Spark-DStream的窗口計算

基本概念

Spark Steaming支持對某個時間窗口內實現對數據計算
在這裏插入圖片描述
上圖描繪了是以3倍的微批次作爲一個窗口長度,並且以2倍微批次作爲滑動間隔。將落入到相同窗口的微批次合併成一個相對較大的微批次-窗口批次。

Spark要求所有的窗口的長度以及滑動的間隔必須是微批次的整數倍

  1. 滑動窗口:窗口長度 > 滑動間隔 窗口與窗口之間存在元素的重疊。
  2. 滾動窗口:窗口長度 = 滑動間隔 窗口與窗口之間沒有元素的重疊。
    注:目前不存在:==窗口長度 < 滑動間隔 == 這種窗口 ,會造成數據的丟失。

窗口計算時間屬性

Event Time -事件時間 < Ingestion Time -攝入時間 < Processing Time -處理時間
在這裏插入圖片描述
Spark DStreaming 目前僅僅支持 processing Time -處理時間, 但是Spark的Structured Streaming 支持Event Time

窗口算子

Transformation Meaning
window(windowLength, slideInterval) Return a new DStream which is computed based on windowed batches of the source DStream.
countByWindow(windowLength, slideInterval) Return a sliding window count of elements in the stream.
reduceByWindow(func, windowLength, slideInterval) Return a new single-element stream, created by aggregating elements in the stream over a sliding interval using func. The function should be associative and commutative so that it can be computed correctly in parallel.
reduceByKeyAndWindow(func, windowLength, slideInterval, [numTasks]) When called on a DStream of (K, V) pairs, returns a new DStream of (K, V) pairs where the values for each key are aggregated using the given reduce function func over batches in a sliding window. Note: By default, this uses Spark’s default number of parallel tasks (2 for local mode, and in cluster mode the number is determined by the config property spark.default.parallelism) to do the grouping. You can pass an optional numTasks argument to set a different number of tasks.
reduceByKeyAndWindow(func, invFunc, windowLength, slideInterval, [numTasks]) A more efficient version of the above reduceByKeyAndWindow() where the reduce value of each window is calculated incrementally using the reduce values of the previous window. This is done by reducing the new data that enters the sliding window, and “inverse reducing” the old data that leaves the window. An example would be that of “adding” and “subtracting” counts of keys as the window slides. However, it is applicable only to “invertible reduce functions”, that is, those reduce functions which have a corresponding “inverse reduce” function (taken as parameter invFunc). Like in reduceByKeyAndWindow, the number of reduce tasks is configurable through an optional argument. Note that checkpointing must be enabled for using this operation.
countByValueAndWindow(windowLength,slideInterval, [numTasks]) When called on a DStream of (K, V) pairs, returns a new DStream of (K, Long) pairs where the value of each key is its frequency within a sliding window. Like in reduceByKeyAndWindow, the number of reduce tasks is configurable through an optional argument.
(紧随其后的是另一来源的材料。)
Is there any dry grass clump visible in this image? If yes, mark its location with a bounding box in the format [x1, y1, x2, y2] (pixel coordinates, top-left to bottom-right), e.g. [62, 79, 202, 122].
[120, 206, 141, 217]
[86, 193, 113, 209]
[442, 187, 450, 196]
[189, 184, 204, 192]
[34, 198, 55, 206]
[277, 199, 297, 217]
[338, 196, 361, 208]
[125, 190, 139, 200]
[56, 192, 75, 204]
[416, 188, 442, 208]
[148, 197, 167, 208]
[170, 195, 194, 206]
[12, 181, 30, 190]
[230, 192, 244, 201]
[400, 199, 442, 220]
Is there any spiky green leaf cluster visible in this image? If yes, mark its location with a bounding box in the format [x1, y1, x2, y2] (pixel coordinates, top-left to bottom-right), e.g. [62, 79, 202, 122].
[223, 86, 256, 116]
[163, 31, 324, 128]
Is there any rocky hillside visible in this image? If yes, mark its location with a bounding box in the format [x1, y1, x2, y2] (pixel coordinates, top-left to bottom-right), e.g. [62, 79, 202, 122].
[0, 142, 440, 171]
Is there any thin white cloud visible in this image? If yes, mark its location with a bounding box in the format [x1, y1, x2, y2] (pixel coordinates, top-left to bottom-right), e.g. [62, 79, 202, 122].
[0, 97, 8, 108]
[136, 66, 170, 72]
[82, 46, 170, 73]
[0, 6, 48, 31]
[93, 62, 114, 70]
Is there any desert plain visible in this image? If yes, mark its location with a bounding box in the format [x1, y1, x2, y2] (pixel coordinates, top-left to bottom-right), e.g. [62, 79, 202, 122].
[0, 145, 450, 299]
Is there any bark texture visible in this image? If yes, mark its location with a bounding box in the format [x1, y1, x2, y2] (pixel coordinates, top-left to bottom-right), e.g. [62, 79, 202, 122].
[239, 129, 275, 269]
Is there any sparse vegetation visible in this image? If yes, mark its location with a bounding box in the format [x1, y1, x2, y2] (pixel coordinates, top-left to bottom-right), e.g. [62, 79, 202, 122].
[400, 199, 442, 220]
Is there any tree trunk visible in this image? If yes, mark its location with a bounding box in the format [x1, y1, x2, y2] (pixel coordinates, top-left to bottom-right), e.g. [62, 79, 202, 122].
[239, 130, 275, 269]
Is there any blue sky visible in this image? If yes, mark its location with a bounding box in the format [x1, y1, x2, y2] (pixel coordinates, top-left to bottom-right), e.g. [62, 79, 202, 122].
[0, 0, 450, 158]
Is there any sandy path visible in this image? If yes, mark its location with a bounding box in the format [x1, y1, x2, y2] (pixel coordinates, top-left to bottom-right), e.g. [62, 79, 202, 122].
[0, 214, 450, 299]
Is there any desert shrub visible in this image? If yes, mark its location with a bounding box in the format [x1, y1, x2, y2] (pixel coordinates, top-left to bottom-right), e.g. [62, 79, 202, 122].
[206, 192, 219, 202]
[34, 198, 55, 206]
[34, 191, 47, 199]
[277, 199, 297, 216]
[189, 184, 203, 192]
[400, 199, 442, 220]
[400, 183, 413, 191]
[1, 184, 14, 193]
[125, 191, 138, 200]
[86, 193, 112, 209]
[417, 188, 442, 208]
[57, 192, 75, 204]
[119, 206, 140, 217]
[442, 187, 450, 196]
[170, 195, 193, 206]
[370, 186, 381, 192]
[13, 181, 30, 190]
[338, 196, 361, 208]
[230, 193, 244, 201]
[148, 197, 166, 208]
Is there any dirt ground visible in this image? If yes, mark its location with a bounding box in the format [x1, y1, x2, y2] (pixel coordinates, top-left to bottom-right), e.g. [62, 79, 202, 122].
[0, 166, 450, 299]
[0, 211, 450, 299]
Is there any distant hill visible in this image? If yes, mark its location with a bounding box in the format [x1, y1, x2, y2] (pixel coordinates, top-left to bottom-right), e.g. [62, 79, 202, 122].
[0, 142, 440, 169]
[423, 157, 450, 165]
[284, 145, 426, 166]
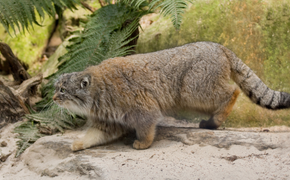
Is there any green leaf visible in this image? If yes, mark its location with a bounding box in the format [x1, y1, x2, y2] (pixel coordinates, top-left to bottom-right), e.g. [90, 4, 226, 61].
[0, 0, 80, 33]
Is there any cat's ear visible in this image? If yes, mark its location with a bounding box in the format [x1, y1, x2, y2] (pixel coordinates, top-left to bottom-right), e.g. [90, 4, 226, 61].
[81, 76, 90, 88]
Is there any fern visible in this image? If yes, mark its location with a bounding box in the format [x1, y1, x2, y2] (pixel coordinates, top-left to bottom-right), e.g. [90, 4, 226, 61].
[123, 0, 192, 29]
[0, 0, 79, 33]
[15, 3, 144, 156]
[37, 3, 147, 109]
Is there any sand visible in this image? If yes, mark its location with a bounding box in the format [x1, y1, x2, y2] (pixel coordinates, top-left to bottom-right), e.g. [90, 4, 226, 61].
[0, 121, 290, 180]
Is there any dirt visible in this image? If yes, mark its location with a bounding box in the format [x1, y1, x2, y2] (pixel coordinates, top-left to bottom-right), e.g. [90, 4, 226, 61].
[0, 119, 290, 180]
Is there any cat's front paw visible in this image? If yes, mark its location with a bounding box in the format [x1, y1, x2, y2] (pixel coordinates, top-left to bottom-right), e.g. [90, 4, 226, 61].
[133, 140, 151, 149]
[70, 140, 85, 151]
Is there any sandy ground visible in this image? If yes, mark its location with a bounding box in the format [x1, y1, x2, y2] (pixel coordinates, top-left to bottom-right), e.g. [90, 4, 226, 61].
[0, 118, 290, 180]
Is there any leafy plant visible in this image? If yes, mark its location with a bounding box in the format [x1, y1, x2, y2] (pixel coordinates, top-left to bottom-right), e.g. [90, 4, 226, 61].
[0, 0, 195, 156]
[124, 0, 192, 29]
[0, 0, 79, 33]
window(windowLength,slideInterval)

package com.hw.demo06

import org.apache.spark.SparkConf
import org.apache.spark.storage.StorageLevel
import org.apache.spark.streaming.{Milliseconds, Seconds, StreamingContext}

/**
  * @aurhor:fql
  * @date 2019/10/4 11:48 
  * @type: 進行窗口的計算操作
  */
object WindowCount {
  def main(args: Array[String]): Unit = {
    val conf = new SparkConf()
    conf.setMaster("local[5]")
    conf.setAppName("windowCount")

    val scc = new StreamingContext(conf,Milliseconds(100))
    scc.socketTextStream("CentOS",9999,StorageLevel.MEMORY_AND_DISK)

      .flatMap(_.split("\\s+"))
      .map((_,1))
      .window(Seconds(4),Seconds(2))  //窗口長度 >滑動間隔
      .reduceByKey(_+_)
      .print()


    scc.start()
    scc.awaitTermination()
  }
}

以上window後可以更的算子:countreducereduceByKeycountByValue爲了方便起見Spark提供合成算子例如

window+count 等價於 countByWindow**(windowLength, slideInterval)、window+reduceByKey 等價 reduceByKeyAndWindow

reduceByKeyAndWindow

package com.hw.demo06

import org.apache.spark.SparkConf
import org.apache.spark.storage.StorageLevel
import org.apache.spark.streaming.{Milliseconds, Seconds, StreamingContext}

/**
  * @aurhor:fql
  * @date 2019/10/4 11:48 
  * @type: 進行窗口的計算操作
  */
object WindowCount {
  def main(args: Array[String]): Unit = {
    val conf = new SparkConf()
    conf.setMaster("local[5]")
    conf.setAppName("windowCount")

    val scc = new StreamingContext(conf,Milliseconds(100))
    scc.socketTextStream("CentOS",9999,StorageLevel.MEMORY_AND_DISK)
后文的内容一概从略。